The 2015 Global Peace Index shows that peace in South America was affected by an increase in popular protests and a rise in perceptions of criminality. Peacefulness declined in all countries in the region, except three: Chile, Peru and Ecuador.
Chile retained its position as the region’s most peaceful country, and the second most peaceful in the Western Hemisphere, after Canada. The country’s score further improved in 2015 due a lower level of weapons exports.
Peru saw the strongest improvement in the region, thanks to a decrease in the number of deaths from internal conflict.
The most notable deteriorations were in Uruguay, Venezuela and Brazil. Despite Uruguay’s fall, it was still the second most peaceful country in South America. Uruguay’s deterioration followed a significant increase in the number of security and police officers.
Brazil’s score worsened due to deteriorating political stability, and in the increased likelihood of violent demonstrations. Brazil has been affected by economic stagnation and rising inflation, which has triggered social discontent. There have been several protests reflecting discontent with a series of corruption scandals in the government.
Ongoing internal tensions eroded Venezuela’s score, and it and Colombia remained the two lowest-scoring countries in the region.
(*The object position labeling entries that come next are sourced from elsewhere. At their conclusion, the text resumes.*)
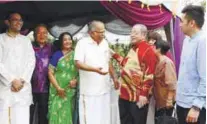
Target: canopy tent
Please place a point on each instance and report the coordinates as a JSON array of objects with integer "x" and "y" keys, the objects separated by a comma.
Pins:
[{"x": 73, "y": 15}]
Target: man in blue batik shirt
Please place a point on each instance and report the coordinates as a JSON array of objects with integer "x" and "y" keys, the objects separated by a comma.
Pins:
[{"x": 191, "y": 90}]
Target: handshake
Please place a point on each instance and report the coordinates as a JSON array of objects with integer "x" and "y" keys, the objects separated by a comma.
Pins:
[
  {"x": 17, "y": 85},
  {"x": 142, "y": 101}
]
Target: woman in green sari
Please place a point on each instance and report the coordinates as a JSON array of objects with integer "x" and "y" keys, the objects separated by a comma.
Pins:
[{"x": 63, "y": 78}]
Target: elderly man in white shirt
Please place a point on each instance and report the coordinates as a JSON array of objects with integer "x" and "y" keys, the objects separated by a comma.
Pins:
[
  {"x": 92, "y": 57},
  {"x": 17, "y": 62}
]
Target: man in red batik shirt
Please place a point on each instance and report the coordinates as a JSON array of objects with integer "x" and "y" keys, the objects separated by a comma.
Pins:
[{"x": 136, "y": 78}]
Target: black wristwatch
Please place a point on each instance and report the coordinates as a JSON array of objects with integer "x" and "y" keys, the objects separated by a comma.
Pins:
[{"x": 196, "y": 108}]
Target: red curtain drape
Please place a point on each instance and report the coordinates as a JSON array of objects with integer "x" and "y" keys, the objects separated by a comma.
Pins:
[{"x": 133, "y": 13}]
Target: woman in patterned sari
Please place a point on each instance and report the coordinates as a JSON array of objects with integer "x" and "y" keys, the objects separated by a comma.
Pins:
[{"x": 63, "y": 78}]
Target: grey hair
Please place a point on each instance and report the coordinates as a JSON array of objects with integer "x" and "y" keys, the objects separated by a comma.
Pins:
[
  {"x": 141, "y": 28},
  {"x": 92, "y": 25}
]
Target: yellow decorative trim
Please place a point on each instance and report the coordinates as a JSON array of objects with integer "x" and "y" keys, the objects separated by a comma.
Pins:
[{"x": 142, "y": 6}]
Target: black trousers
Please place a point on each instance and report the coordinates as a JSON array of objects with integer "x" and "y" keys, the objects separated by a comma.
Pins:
[
  {"x": 163, "y": 111},
  {"x": 183, "y": 112},
  {"x": 41, "y": 101},
  {"x": 130, "y": 113}
]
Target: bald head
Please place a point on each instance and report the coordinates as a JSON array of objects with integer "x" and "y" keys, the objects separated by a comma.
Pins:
[
  {"x": 94, "y": 25},
  {"x": 97, "y": 31}
]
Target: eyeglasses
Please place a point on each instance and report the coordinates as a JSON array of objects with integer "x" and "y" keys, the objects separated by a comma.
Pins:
[
  {"x": 16, "y": 20},
  {"x": 100, "y": 32}
]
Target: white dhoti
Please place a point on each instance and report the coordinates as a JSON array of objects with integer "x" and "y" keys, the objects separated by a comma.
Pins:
[
  {"x": 115, "y": 117},
  {"x": 151, "y": 112},
  {"x": 95, "y": 109},
  {"x": 14, "y": 115}
]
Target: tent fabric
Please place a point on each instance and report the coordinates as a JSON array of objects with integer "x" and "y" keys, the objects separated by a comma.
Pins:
[{"x": 134, "y": 13}]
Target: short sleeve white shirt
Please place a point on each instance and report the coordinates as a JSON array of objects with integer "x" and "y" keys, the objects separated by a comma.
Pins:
[{"x": 96, "y": 55}]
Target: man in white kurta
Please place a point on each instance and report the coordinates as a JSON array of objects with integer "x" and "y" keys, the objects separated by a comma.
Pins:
[
  {"x": 92, "y": 58},
  {"x": 16, "y": 67}
]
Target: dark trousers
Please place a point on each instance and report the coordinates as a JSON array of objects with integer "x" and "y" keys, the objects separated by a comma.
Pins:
[
  {"x": 183, "y": 112},
  {"x": 41, "y": 103},
  {"x": 130, "y": 113},
  {"x": 164, "y": 111}
]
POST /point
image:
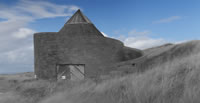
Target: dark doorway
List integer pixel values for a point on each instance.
(72, 72)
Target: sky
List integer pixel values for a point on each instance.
(138, 23)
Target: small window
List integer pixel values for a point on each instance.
(72, 72)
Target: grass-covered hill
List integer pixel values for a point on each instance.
(166, 74)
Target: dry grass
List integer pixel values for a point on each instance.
(175, 81)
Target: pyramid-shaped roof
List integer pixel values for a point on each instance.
(77, 18)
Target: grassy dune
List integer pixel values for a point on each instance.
(174, 77)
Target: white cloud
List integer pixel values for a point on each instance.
(16, 38)
(134, 32)
(167, 20)
(23, 33)
(140, 40)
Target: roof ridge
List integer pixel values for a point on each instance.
(78, 17)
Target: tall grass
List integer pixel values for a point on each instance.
(174, 81)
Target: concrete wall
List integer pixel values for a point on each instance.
(77, 44)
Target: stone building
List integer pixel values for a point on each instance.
(77, 51)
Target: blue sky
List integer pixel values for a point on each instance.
(138, 23)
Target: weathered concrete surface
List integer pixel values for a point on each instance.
(79, 43)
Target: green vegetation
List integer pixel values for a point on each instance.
(173, 78)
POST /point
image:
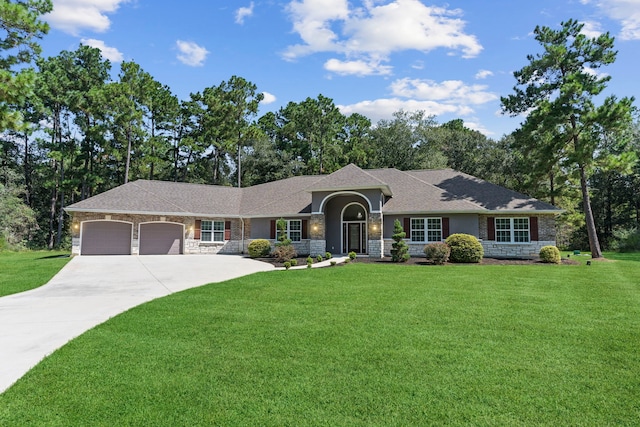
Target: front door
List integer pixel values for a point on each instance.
(354, 237)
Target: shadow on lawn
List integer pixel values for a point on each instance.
(54, 256)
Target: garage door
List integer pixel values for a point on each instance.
(106, 238)
(161, 238)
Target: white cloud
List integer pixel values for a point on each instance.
(591, 29)
(244, 12)
(385, 107)
(627, 12)
(595, 73)
(72, 16)
(268, 98)
(358, 68)
(483, 74)
(191, 54)
(474, 125)
(448, 97)
(448, 91)
(371, 33)
(108, 52)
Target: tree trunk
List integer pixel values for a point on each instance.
(52, 208)
(239, 166)
(128, 163)
(552, 189)
(61, 211)
(594, 243)
(27, 170)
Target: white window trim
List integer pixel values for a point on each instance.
(512, 230)
(213, 231)
(426, 229)
(288, 230)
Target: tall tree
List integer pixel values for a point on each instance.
(127, 100)
(20, 27)
(240, 105)
(404, 142)
(557, 88)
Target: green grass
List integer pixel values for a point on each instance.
(363, 344)
(21, 271)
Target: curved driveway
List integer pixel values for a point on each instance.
(90, 290)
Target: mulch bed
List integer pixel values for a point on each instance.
(422, 261)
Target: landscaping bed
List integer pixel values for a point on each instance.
(302, 261)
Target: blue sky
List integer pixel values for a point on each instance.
(374, 57)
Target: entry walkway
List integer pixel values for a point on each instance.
(91, 289)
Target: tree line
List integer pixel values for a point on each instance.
(70, 131)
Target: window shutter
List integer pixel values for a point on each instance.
(445, 228)
(196, 230)
(533, 228)
(227, 230)
(491, 228)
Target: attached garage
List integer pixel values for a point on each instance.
(161, 238)
(106, 238)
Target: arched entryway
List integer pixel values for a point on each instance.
(354, 228)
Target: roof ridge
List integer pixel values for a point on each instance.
(280, 201)
(180, 209)
(442, 190)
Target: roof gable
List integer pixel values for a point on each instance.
(492, 197)
(350, 177)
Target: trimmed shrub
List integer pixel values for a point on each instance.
(284, 253)
(464, 248)
(550, 254)
(438, 253)
(259, 248)
(400, 249)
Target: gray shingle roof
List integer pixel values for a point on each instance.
(410, 192)
(350, 177)
(460, 186)
(164, 197)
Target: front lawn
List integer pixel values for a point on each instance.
(21, 271)
(362, 344)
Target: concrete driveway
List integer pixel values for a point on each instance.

Venezuela continues its military build-up (mostly with Russian-supplied weapons), which has rapidly seen it possess one of the most modern arsenals in the continent.
Colombia’s score continued to suffer as a result of its performance in refugees and IDPs, who fleeing the ongoing conflict between the government and the Fuerzas Armadas Revolucionarias de Colombia (FARC) guerrillas. Ongoing peace negotiations with the government offer some hope of an improvement in the medium term.
The 2015 Global Peace Index shows that the world is becoming increasingly divided with some countries enjoying unprecedented levels of peace and prosperity while others spiral further into violence and conflict.